Allan Massie

Alexandra Harris and John Mullan

Claire Tomalin

Perhaps it's not surprising if the audience appeared to have come to Allan Massie's talk on his latest novel, Dark Summer in Bordeaux, expecting the big revisionist history lesson on Vichy France and the Resistance. But as the author read from this second in a trilogy, perhaps tetralogy, of detective novels, it became clear that Massie perhaps was carving out a new role for himself more as a Georges Simenon than history man. Many of his comments were about the craftsmanship of novel-writing.

When our own Alan Taylor asked him if he wasn't worried that his detective invention might run away with his career, he said: "I'm coming to the end of my career, so he can run away with it if he likes. I'll tag along behind." The only problem was the book festival crowd didn't want him to. They craved the history lecture and heated debate about Vichy France. They wanted to thrash it out about what would have happened if, as Massie theorises, Britain had taken a peace treaty with Hitler's Germany. Would we have surrendered our Jews? they asked. His bleak answer was "yes". "Britain made it difficult for Jews to come as refugees to Britain." However as Massie pointed out, "you can take counterfactual history on and on" and he wasn't.

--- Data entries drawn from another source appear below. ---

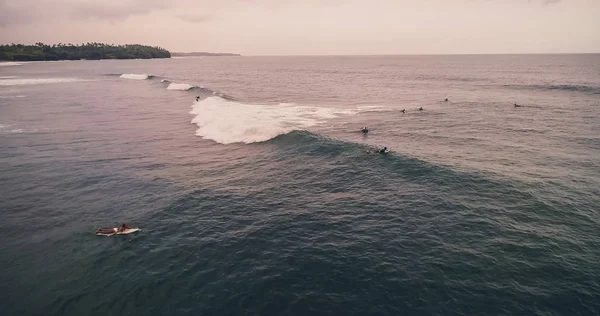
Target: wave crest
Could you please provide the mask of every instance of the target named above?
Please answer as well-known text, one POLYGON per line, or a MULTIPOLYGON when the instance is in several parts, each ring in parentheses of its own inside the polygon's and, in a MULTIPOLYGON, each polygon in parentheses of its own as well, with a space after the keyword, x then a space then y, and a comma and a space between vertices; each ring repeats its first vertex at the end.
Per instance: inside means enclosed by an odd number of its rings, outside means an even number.
POLYGON ((152 78, 151 75, 147 74, 122 74, 119 78, 123 79, 133 79, 133 80, 146 80, 152 78))

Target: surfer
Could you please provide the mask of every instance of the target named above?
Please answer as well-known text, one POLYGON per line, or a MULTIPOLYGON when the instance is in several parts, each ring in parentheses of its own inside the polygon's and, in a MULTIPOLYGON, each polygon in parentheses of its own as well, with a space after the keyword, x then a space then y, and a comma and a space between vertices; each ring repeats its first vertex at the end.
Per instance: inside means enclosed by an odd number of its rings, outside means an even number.
POLYGON ((123 232, 130 228, 131 227, 129 227, 129 225, 127 225, 127 223, 123 223, 123 225, 121 225, 121 227, 119 227, 119 228, 100 228, 100 229, 96 230, 96 234, 116 234, 116 233, 123 232))
POLYGON ((118 228, 99 228, 98 230, 96 230, 96 234, 116 234, 118 231, 118 228))
POLYGON ((200 101, 200 97, 199 96, 196 97, 196 102, 198 102, 198 101, 200 101))
POLYGON ((420 108, 419 108, 419 111, 423 111, 423 107, 420 107, 420 108))
POLYGON ((130 229, 130 228, 131 227, 129 227, 129 225, 127 225, 127 223, 123 223, 123 225, 121 225, 121 227, 119 227, 117 230, 119 232, 123 232, 123 231, 126 231, 126 230, 130 229))
POLYGON ((448 98, 444 99, 444 102, 448 102, 448 98))
POLYGON ((400 111, 400 112, 402 112, 402 113, 406 113, 406 109, 402 109, 402 111, 400 111))
POLYGON ((389 152, 389 150, 387 149, 387 147, 383 147, 379 150, 380 154, 387 154, 389 152))
POLYGON ((522 105, 518 105, 518 104, 515 103, 515 107, 516 108, 520 108, 520 107, 522 107, 522 105))
POLYGON ((366 126, 364 126, 363 128, 361 128, 361 129, 360 129, 360 131, 361 131, 363 134, 366 134, 366 133, 368 133, 368 132, 369 132, 369 129, 368 129, 366 126))

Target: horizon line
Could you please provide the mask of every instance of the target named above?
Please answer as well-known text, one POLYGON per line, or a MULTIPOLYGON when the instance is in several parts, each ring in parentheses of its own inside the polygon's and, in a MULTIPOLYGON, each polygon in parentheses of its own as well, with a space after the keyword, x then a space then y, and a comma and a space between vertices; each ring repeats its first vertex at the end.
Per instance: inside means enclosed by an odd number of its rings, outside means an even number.
MULTIPOLYGON (((177 51, 176 53, 195 53, 195 52, 182 52, 177 51)), ((215 53, 217 54, 217 53, 215 53)), ((223 53, 222 53, 223 54, 223 53)), ((599 55, 600 52, 586 52, 586 53, 424 53, 424 54, 274 54, 274 55, 263 55, 263 54, 249 54, 245 55, 242 53, 224 53, 224 54, 239 54, 239 56, 217 56, 217 57, 366 57, 366 56, 502 56, 502 55, 599 55)), ((179 57, 179 56, 178 56, 179 57)), ((181 57, 211 57, 211 56, 181 56, 181 57)))

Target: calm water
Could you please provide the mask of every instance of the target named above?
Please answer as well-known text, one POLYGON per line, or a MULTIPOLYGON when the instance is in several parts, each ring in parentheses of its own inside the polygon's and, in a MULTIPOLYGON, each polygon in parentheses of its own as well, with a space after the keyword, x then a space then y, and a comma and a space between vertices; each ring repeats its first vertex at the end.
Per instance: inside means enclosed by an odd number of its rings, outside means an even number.
POLYGON ((600 55, 3 64, 0 194, 1 315, 597 315, 600 55))

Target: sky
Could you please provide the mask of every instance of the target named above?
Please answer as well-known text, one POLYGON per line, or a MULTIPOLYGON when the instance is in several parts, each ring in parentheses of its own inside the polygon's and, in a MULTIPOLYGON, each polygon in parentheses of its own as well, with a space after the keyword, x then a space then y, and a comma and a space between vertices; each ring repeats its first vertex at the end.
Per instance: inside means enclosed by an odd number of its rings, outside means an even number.
POLYGON ((0 42, 243 55, 600 53, 600 0, 0 0, 0 42))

There was also to be no big literary history lecture, and certainly not a dry one, on the stage shared by Alexandra Harris, author of the biography Virginia Woolf and John Mullan, writer of What Matters in Jane Austen?. Harris made that much clear from her first Woolf quote: "Since life holds only so many hours, why ever should we waste one of these in being lectured." Mullan seemed to be of the same belief and delivered what rolled like a Have I Got Austen For You quiz, testing our intimate knowledge of her books. The two could have done well on the fringe comedy circuit, but what was marked about them was less their delivery than their refreshing takes on familiar subjects.

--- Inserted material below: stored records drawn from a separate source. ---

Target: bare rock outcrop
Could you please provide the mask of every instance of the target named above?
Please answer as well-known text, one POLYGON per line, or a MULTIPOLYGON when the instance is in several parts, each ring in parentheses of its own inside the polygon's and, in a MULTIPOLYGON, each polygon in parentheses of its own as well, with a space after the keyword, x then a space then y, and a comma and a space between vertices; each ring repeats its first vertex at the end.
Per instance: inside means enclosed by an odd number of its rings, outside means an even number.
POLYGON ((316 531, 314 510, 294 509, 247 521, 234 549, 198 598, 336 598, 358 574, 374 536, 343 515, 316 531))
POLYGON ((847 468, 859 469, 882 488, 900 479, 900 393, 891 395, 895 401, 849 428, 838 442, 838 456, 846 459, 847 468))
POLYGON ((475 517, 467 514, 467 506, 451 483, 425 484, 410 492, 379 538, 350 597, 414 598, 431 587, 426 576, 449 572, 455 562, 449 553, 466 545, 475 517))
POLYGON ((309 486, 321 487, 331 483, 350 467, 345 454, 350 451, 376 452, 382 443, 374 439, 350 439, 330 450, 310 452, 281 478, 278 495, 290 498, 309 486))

Harris's Woolf was not the depressing, agonised, morbidly-intense figure of The Hours, but rather a laughing wit, in love with the ordinariness of life – hot rolls for breakfast. Meanwhile, Mullan's revelation is that every single detail in Austen matters, including the phrase "fond of" – which probably means sexually active.

Just as Mullan seemed to have squeezed every last drip of meaning or consequence out of every word of Austen, master biographer Claire Tomalin has done so out of all the surviving documents relating to the life of Charles Dickens – and more. Part of her craft, she says, is to "squeeze letters" and she began by wringing one of Dickens' dry. Tomalin seemed like a sponge whose pores are so over-flowing with essence of Dickens that it's never certain what stream is going to gush out next. The letter she read was a colourful one, detailing a trip he did to do a talk in Birmingham – and one which made one wish that Dickens himself, dressed in his "magpie waistcoat" and primed with a "pint of champagne and a pint of sherry" were still doing the book festival circuit. He was, after all, as she pointed out, a performer and a man of great drive and productivity. "Energy," she said, "is what Dickens had more than anything else."

Tomalin is not that sort of high-octane performer but she is an entrancing repository. Her Dickens, however, is a not always likeable: a man who, in spite of his desire to do good, puts his wife away and takes a lover. The affair is disputed but, for Tomalin, it's key. "I can forgive him much more if it was a hopeless, passionate love," she said. "These things can drive you mad."